Sword, frustrated by the dreadfully boring articles she found in her own field of education, launched a two-pronged study to try and understand why academic writing is the way it is. First, she surveyed 70 plus academics from different disciplines to identify “the characteristics of ‘stylish academic writing’ in their respective fields” (7). Then she analyzed the books and articles identified as exemplary pieces of writing. Using all this information, she compiled a list of the characteristics of stylish academic prose:
- Interesting, eye-catching titles and subtitles;
- First-person anecdotes or asides that humanized the authors and give the text an individual flavor;
- Catchy opening paragraphs that recount an interesting story, ask a challenging question, dissect a problem, or otherwise hook and hold the reader;
- Concrete nouns (as opposed to nominalized abstractions such as “nominalization’ or “abstraction”) and active, energetic verbs (as opposed to forms of be and bland standbys such as make, find, or show);
- Numerous examples, especially when explaining abstract concepts;
- Visual illustrations beyond the usual Excel-generated pie charts and bar graphs (for example, photographs, manuscript facsimiles, drawings, diagrams, and reproductions);
- References to a broad range of academic, literary, and historical sources indicative of wide reading and collegial conversations both within and outside their own fields;
- Humor, whether explicit or understated. (p. 8)

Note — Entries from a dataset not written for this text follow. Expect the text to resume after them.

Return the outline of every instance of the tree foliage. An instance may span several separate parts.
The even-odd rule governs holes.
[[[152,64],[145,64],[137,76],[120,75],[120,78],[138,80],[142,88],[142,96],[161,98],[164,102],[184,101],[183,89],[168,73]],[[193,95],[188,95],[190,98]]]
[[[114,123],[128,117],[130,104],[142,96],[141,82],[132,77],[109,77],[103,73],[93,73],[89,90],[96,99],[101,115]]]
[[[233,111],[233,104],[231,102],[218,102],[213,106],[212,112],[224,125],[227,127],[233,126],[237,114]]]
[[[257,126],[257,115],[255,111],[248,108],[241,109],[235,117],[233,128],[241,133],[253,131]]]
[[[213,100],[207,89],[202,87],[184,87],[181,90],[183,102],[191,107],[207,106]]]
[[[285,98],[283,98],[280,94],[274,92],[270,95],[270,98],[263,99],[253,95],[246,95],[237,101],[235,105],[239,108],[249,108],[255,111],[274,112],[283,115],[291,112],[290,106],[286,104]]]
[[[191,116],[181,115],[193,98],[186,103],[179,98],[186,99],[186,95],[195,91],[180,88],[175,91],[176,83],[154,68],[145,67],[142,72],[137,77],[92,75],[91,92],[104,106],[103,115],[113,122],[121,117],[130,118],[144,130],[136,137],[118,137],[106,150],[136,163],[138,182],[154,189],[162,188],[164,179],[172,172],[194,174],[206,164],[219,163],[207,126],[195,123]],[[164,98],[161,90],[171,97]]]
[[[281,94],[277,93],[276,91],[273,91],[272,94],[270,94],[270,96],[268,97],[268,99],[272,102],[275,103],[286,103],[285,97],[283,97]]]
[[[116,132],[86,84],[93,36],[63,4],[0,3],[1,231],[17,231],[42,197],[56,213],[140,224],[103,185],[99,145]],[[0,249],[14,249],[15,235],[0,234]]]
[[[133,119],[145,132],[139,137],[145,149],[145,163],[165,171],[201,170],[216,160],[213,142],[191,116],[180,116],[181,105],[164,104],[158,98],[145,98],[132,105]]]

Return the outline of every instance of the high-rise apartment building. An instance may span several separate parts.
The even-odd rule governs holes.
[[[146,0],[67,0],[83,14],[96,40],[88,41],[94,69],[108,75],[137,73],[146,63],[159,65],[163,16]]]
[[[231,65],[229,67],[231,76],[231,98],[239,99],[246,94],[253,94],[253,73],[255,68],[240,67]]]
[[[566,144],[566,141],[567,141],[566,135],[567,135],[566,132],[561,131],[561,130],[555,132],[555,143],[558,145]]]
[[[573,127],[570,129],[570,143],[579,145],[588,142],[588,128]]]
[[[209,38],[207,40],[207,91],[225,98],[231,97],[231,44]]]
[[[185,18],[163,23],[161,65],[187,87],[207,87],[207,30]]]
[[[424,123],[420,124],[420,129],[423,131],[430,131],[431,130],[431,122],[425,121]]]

Sword then put together a data set of 1000 articles from across the sciences, social sciences, and humanities to identify disciplinary writing styles. Using that dataset, she compared the characteristics she found with the advice given in some 100 contemporary writing guides. Sword’s finding was that “wordy, wooden, weak-verbed academic prose” had “few if any explicit advocates but vast armies of practitioners” (10). Sword doesn’t waist time lamenting how this happened. Instead she presents the antidote in the form of advice and examples. Part 2 of the book is a writing guide focusing on the Elements of Stylishness which she presents through eleven touchstone writing strategies:
- Voice and Echo
- Smart Sentencing
- Tempting Titles
- Hooks and Sinkers
- The Story Net
- Show and Tell
- Structural Designs
- Points of Reference
- The Big Picture
- The Creative Touch
Each chapter ends with a list of writing activities aimed at helping you improve your writing by showing you how to have your writing engage with your reader. Or, using the metaphor she adopts from Peter Elbow, “You must walk up to the readers and say, ‘Let’s go for a ride. You pedal, I’ll steer.’” [Peter Elbow, Writing with Power: Techniques for Mastering the Writing Process. Oxford: Oxford University Press, 1981: 351.]
Sword, a stylish writer herself, has written a writing guide that every academic writer should read and study, not merely buy and place on a bookshelf.
Next time you read a brain numbing academic article, remember that academic writing doesn’t have to be bad. Nowhere is it written that good writing is unacceptable in the Academy. As Sword argues, “elegant ideas deserve elegant expression” (vii). It’s time to make boring writing unacceptable by demanding brilliance in the form of stylish academic writing.